In his essay on Slander', Lucian wrote of the ancient painting:
On the right sits a man with long ears almost of the Midas pattern, stretching out a hand to Slander, who is still some way off, but coming. About him are two females whom I take for Ignorance and Assumption. Slander, approaching from the left, is an extraordinarily beautiful woman, but with a heated, excitable air that suggests delusion and impulsiveness; in her left hand is a lighted torch, and with her right she is haling a youth by the hair; he holds up hands to heaven and calls the Gods to witness his innocence. Showing Slander the way is a man with piercing eyes, but pale, deformed, and shrunken as from long illness; one may easily guess him to be Envy. Two female attendants encourage Slander, acting as tire-women, and adding touches to her beauty; according to the cicerone, one of these is Malice, and the other Deceit. Following behind in mourning guise, black-robed and with torn hair, comes (I think he named her) Repentance. She looks tearfully behind her, awaiting shame-faced the approach of Truth. That was how Apelles translated his peril into paint. 1Lucian's description of this lost work by the classical artist had been widely translated in Botticelli's time.
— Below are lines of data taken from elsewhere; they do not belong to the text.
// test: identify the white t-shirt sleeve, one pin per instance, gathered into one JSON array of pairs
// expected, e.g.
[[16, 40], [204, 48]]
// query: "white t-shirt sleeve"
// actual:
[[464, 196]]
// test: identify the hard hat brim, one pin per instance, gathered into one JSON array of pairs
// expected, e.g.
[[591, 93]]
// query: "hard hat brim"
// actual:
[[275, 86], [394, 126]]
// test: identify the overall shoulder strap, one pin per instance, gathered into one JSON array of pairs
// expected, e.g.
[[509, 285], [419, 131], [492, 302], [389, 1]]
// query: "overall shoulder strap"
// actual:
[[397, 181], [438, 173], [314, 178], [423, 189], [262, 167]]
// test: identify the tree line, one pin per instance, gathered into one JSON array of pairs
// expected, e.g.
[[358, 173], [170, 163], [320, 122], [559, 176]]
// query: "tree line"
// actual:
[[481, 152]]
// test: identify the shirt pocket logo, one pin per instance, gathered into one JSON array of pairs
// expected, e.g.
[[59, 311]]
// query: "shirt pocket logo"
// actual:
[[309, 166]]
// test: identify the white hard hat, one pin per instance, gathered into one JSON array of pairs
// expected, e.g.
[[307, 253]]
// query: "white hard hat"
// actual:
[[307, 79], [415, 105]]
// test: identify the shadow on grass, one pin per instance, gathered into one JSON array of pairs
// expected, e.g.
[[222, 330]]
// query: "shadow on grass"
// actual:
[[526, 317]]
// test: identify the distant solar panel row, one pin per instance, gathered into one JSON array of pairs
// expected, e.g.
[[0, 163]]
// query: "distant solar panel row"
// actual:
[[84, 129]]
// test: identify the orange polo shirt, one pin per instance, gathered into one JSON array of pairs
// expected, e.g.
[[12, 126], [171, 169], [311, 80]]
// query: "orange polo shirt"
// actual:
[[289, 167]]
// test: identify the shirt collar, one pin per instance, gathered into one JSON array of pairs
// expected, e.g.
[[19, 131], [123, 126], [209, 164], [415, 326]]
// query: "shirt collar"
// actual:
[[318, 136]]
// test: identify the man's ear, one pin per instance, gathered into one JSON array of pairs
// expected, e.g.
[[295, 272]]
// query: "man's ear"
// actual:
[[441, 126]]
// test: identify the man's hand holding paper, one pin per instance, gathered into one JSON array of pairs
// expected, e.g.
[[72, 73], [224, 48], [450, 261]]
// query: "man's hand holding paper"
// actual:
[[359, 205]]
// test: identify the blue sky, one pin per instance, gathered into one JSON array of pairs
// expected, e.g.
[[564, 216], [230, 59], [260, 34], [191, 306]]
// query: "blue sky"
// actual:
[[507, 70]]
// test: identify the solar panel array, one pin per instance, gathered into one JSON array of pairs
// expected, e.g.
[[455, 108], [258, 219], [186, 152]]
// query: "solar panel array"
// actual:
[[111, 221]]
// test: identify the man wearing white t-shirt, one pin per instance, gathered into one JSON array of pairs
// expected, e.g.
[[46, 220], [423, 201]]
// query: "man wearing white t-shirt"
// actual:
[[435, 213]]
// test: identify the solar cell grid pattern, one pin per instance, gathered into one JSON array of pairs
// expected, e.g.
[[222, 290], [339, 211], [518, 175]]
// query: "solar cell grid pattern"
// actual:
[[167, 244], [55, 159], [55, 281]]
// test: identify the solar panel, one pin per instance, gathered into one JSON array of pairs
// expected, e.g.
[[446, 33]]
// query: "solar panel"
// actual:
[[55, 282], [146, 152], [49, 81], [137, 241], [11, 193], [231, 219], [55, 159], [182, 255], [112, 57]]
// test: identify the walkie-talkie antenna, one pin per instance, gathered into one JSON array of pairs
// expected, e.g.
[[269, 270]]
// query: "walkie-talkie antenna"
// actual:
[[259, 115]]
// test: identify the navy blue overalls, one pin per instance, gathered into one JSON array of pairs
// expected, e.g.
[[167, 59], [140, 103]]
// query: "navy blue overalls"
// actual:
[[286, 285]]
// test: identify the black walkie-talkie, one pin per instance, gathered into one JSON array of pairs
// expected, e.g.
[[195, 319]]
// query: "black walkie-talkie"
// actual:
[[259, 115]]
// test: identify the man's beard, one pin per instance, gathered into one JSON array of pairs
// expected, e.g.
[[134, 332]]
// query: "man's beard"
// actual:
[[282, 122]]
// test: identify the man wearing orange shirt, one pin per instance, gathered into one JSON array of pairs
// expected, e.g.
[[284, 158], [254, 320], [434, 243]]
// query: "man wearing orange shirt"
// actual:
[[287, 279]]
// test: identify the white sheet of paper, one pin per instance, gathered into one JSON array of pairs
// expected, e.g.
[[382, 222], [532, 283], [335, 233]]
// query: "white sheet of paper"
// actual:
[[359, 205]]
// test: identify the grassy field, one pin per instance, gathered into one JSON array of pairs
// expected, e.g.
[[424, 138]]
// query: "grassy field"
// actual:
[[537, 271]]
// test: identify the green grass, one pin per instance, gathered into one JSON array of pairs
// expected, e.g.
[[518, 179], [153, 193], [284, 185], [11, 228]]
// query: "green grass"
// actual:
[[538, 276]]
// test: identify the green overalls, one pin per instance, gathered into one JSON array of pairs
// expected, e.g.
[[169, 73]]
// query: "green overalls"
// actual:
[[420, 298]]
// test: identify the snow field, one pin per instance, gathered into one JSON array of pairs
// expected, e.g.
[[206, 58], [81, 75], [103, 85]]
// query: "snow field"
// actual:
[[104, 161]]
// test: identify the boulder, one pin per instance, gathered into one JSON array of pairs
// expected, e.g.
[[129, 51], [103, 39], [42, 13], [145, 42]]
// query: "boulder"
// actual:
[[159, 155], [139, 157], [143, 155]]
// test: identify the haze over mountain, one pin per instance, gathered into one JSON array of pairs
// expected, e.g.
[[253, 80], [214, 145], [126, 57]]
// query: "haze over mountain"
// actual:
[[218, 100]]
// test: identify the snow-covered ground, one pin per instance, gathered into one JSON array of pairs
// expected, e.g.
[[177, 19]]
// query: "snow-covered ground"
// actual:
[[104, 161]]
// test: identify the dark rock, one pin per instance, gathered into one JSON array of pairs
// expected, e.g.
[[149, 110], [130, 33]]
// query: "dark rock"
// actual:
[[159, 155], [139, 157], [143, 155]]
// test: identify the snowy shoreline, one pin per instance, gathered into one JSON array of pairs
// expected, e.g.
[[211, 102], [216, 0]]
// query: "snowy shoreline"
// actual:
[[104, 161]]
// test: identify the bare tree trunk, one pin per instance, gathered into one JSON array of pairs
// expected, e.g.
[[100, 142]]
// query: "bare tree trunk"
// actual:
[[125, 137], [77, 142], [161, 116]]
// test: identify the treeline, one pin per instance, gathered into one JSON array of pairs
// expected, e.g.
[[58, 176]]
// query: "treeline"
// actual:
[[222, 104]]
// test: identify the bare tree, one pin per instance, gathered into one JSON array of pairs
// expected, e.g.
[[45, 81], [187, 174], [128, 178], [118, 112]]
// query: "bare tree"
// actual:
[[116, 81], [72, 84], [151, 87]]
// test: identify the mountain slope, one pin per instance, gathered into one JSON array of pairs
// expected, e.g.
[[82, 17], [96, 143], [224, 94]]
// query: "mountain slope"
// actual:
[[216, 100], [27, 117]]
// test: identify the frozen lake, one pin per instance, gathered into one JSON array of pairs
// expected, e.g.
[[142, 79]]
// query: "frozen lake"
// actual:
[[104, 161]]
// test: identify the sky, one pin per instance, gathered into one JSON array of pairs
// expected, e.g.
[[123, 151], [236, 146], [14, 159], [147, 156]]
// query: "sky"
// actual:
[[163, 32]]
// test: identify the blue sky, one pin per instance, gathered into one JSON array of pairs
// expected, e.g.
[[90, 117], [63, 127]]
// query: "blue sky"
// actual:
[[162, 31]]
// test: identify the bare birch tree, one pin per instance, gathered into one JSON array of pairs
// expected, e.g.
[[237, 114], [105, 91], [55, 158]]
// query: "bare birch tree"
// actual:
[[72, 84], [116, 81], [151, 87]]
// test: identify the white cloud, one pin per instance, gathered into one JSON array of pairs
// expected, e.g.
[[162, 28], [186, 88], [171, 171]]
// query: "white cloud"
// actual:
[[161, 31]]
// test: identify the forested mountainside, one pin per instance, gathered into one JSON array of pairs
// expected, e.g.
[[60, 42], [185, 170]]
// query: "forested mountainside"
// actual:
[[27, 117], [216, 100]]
In his painting, Botticelli kept the scenic structure of the composition of the figures to Lucian's description, and created a lavishly decorated architectural backdrop for them.
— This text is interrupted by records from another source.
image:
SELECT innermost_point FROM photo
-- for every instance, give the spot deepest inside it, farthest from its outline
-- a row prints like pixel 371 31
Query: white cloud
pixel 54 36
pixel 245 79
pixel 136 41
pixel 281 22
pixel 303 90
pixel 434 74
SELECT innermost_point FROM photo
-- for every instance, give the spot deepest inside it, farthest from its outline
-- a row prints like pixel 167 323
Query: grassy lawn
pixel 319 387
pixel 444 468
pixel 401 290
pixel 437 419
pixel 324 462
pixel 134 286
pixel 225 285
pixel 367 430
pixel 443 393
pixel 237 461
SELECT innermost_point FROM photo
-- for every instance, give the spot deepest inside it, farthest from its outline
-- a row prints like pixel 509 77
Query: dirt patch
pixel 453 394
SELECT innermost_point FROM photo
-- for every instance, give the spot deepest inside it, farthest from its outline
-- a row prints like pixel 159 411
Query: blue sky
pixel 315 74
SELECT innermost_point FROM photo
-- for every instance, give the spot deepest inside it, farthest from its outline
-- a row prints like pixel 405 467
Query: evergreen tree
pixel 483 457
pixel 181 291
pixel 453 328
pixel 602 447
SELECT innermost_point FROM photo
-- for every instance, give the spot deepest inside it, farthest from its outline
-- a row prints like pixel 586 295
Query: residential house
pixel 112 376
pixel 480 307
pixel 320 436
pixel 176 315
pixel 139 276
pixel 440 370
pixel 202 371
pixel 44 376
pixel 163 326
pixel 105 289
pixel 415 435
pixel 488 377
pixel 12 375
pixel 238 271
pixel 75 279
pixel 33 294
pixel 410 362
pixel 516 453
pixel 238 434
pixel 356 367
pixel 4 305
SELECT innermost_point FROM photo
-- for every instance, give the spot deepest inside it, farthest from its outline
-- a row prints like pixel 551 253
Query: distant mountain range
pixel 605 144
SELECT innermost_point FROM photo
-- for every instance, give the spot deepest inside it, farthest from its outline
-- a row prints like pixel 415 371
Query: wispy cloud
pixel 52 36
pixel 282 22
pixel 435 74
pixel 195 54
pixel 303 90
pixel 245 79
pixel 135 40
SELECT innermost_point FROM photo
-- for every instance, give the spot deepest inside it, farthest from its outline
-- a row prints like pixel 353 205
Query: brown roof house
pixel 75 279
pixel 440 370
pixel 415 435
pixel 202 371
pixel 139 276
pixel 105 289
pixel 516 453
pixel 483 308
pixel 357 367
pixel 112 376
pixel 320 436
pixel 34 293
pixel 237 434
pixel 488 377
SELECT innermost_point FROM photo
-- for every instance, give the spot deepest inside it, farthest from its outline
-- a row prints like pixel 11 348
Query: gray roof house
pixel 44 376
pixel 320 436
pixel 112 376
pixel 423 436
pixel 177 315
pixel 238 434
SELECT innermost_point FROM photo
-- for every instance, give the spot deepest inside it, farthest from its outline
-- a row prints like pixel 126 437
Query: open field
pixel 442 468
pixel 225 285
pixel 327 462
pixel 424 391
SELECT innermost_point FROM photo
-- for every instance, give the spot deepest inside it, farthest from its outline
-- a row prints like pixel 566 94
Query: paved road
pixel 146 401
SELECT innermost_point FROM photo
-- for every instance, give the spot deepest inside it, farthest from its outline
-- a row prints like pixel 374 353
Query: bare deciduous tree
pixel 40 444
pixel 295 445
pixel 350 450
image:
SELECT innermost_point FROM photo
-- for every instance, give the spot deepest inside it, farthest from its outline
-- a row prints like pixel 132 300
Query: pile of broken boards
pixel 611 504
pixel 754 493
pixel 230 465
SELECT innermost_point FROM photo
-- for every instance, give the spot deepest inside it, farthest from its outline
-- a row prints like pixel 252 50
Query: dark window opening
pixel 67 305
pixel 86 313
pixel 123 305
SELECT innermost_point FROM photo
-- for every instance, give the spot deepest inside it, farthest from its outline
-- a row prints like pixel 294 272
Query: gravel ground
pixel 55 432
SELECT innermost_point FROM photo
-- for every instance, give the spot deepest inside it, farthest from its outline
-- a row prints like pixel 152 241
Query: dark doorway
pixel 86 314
An innocent man is dragged before the kings throne by the personifications of Calumny, Malice, Fraud and Envy. They are followed to one side by Remorse as an old woman, turning to face the naked Truth, who is pointing towards heaven. The nakedness of Truth places her in a relationship with the innocent youth, whose folded hands are also an appeal to a higher power.
Remorse (see left) is shown as an old woman, turning to face the naked Truth. Botticelli based his figure of Truth on the classical type of the Venus Pudica, as well as his own depictions of Venus. She is a naked beauty, an effective opposite to the personification of Remorse, an old, grief-stricken woman in threadbare clothes. Truth, like the innocent youth, is almost naked as she has nothing to conceal. The eloquent gestures and expression of the only towering figure in the painting are pointing up towards heaven, where a higher justice will be meted out.
The king (see right) is portrayed sitting on the right-hand side of the picture, on a raised throne in an open hall decorated with reliefs and sculptures. He is flanked by the allegorical figures of Ignorance and Suspicion, who are eagerly whispering the rumours in his donkey's ears, the latter to be understood as symbolizing his rash and foolish nature. His eyes are lowered, so as he is unable to see what is happening; he is stretching out his hand searchingly towards Rancour, who is standing before him.